By: Rhian McGrath
Lerch, Early & Brewer's Legal Update
In less than 30 minutes, you can drive over the borders of Washington, D.C., Maryland and Virginia. Although close in proximity, the laws in each jurisdiction concerning the consummation and dissolution of marriage are very different. If you are contemplating marriage or divorce, you need to consider the jurisdiction and how it could affect you.
Marriage: Beware of the Procedural Pitfalls
Having found your soul mate and prepared for the prospect of walking down the aisle, you must satisfy certain procedural requirements before being legally married. Imagine proceeding with a religious ceremony, but failing to obtain a valid marriage license and subsequently finding out that your marriage is not legally recognized! By satisfying the state's statutory requirements, you can avoid this pitfall.
All three jurisdictions require an individual to obtain a license before entering into a marriage. The District of Columbia requires a blood test prior to a license being approved. Maryland and Virginia have waiting periods of two to three days respectively after obtaining your license to get married. Once you obtain your license, all three jurisdictions require a civil or religious ceremony for a marriage to be recognized by the state.
There is one exception. If you live together and hold yourselves out in public as a married couple, the District of Columbia may recognize it as common law marriage. Maryland and Virginia do not recognize common law marriages except in the case of a couple moving from a jurisdiction where it was valid and recognized. Virginia also requires that the marriage not be forbidden under Virginia law.
Divorce: The Complicated Question of Where and for How Long?
All three jurisdictions differ with respect to the grounds and procedural aspects for divorce.
To obtain a divorce, one must satisfy the residency requirements of the state. This issue of residency can be a key consideration in obtaining a divorce. As an example, Robert and Sue decide to separate. Sue remains in the marital home in Maryland, but Robert moves to the District of Columbia in order to be closer to work. Six months pass and Robert decides to proceed with a divorce. Robert must decide where to file his divorce action.

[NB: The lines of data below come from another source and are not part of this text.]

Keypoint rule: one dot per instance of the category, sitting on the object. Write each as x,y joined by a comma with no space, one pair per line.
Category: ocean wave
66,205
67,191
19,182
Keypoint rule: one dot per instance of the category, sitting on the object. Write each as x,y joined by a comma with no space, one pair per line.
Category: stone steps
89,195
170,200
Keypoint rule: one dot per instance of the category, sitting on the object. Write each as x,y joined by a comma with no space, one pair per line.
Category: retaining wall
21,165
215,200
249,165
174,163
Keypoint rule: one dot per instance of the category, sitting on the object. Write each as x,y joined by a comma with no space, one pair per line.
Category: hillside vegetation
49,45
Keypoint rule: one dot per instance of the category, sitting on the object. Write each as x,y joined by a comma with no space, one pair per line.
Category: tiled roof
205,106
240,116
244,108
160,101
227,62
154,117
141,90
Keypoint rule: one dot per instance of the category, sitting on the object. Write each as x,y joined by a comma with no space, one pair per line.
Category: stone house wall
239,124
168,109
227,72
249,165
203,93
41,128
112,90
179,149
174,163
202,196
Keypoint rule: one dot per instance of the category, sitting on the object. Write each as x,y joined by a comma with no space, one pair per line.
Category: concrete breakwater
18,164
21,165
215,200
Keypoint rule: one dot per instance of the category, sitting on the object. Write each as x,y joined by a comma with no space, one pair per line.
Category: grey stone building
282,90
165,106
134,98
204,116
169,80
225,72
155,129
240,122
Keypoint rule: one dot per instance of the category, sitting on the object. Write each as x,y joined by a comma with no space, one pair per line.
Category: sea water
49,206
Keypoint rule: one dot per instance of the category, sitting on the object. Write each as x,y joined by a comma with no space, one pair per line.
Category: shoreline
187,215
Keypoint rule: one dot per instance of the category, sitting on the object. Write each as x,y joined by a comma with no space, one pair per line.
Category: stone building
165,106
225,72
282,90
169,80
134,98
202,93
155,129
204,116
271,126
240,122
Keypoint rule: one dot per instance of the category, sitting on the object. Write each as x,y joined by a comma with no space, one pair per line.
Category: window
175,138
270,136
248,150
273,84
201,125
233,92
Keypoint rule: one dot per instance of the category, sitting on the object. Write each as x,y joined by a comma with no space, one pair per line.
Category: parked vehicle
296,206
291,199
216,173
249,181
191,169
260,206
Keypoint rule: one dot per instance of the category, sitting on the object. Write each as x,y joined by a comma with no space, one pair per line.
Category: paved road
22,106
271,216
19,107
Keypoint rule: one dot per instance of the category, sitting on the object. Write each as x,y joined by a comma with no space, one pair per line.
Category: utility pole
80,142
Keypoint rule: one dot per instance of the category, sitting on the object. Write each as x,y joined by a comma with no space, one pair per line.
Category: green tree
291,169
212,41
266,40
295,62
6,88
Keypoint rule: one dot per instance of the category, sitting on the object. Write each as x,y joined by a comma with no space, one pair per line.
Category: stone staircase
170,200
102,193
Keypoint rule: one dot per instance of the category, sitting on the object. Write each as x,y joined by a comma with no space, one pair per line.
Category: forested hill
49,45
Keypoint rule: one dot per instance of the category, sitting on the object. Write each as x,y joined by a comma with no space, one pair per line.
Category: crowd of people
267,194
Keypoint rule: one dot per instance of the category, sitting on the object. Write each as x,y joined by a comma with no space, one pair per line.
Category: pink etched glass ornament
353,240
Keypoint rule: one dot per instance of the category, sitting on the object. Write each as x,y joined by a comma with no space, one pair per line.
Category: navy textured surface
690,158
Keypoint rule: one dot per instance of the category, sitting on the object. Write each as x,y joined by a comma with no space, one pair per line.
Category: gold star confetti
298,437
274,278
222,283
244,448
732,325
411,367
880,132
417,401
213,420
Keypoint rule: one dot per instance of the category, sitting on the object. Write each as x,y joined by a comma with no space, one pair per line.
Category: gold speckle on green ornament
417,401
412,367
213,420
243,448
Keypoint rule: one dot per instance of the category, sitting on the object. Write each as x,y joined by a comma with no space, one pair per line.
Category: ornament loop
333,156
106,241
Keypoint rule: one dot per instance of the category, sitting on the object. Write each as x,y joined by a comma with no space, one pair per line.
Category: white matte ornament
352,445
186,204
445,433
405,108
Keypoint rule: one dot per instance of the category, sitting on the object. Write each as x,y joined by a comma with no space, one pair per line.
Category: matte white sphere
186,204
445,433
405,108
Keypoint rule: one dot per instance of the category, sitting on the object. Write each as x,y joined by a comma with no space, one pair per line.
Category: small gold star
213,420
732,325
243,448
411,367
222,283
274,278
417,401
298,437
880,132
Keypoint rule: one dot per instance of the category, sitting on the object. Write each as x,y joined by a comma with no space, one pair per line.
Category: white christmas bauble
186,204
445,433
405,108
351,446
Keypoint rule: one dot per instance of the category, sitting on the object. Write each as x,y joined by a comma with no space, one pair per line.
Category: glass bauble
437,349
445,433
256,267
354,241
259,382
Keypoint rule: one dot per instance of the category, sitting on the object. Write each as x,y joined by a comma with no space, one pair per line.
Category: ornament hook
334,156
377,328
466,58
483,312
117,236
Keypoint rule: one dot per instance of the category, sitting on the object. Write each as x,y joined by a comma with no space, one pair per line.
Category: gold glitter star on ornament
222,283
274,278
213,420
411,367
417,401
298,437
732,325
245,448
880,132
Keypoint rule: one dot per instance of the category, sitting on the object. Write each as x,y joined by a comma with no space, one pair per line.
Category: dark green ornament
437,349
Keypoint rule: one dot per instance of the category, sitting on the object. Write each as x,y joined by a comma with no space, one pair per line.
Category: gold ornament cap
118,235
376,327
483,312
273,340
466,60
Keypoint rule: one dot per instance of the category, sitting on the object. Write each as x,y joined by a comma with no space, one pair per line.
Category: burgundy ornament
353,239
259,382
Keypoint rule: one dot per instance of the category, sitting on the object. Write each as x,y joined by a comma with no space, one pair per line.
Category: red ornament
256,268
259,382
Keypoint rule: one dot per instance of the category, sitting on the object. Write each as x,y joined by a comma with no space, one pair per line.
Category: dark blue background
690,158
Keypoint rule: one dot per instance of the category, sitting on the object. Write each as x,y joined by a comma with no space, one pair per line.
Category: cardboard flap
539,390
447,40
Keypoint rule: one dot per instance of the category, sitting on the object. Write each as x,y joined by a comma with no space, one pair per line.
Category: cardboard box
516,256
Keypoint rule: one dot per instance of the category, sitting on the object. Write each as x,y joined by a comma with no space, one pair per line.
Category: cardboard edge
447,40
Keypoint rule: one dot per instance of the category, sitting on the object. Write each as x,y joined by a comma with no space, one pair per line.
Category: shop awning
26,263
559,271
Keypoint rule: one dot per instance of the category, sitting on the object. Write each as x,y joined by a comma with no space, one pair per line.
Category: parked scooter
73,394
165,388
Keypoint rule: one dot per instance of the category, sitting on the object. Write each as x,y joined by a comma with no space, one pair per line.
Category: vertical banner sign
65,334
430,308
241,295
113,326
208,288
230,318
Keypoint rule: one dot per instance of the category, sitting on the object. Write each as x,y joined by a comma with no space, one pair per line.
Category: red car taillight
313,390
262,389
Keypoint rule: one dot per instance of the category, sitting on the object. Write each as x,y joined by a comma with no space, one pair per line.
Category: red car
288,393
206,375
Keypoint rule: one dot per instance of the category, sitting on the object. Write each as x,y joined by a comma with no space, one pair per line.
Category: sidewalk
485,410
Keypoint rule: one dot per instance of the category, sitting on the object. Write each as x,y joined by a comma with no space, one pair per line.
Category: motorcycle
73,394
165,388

In Washington, D.C., in order for a party to obtain a divorce, one of the parties is required to be a resident for at least six months prior to filing. Similarly, Virginia requires that at least one of the parties be domiciled and be an actual bona fide resident of the state for at least six months preceding the filing of the divorce action. Unlike the District of Columbia and Virginia, Maryland requires that one of the parties be a resident for a minimum of one year preceding the filing.
Corroboration is another factor where the jurisdictions differ. Neither the District of Columbia nor Virginia requires third party corroboration. Maryland, however, requires an independent third party verify the grounds for divorce.
All three jurisdictions have widely varying requirements for obtaining an absolute divorce. The District of Columbia allows an absolute divorce based on no fault when the parties evidence a mutual and voluntary separation, and live separate and apart for a period of six months. The same is true in Virginia as long as there were no children born to the marriage and a separation agreement exists. Otherwise, a Virginia resident is required to wait for a year. Maryland requires the separation to be mutual and voluntary for a year before allowing for a no fault divorce. Interestingly, if the separation was not mutual and voluntary, but the parties have lived separate and apart uninterrupted, Maryland will allow for an absolute divorce, but the waiting period is two years. In similar instances in Virginia and D.C., only a one year waiting period is required.
Virginia and Maryland also provide for an absolute divorce based upon the fault of one of the parties. A party may seek a divorce on the grounds of adultery, cruelty, desertion, or imprisonment for a period of one year. Virginia also allows for divorce based upon the grounds of sodomy or buggery committed outside the marriage. Maryland allows a divorce for insanity if the spouse was confined for a period of three years. As stated above, the District of Columbia does not require any grounds to be proven in obtaining a divorce except for the time requirement for a divorce based upon a mutual and voluntary separation.
Notwithstanding the procedural requirements for each jurisdiction, it is also imperative to consider the substantive law in proceeding with a divorce action. If the choice of jurisdiction is an option, filing in one jurisdiction may place the individual in a better strategic position than filing elsewhere. For instance, there are differing laws with respect to emancipation of a child for child support purposes, differing statutory amounts for required child support, and varying presumptions in determining physical and legal custody of children in all three jurisdictions. The choice of jurisdiction may,also affect the division of marital assets and alimony.
Remember to Play It Safe
Although the laws of the District of Columbia, Maryland and Virginia appear to be similar, there are numerous nuances that could affect you. It is important that you consider the various options and requirements before deciding to many or divorce.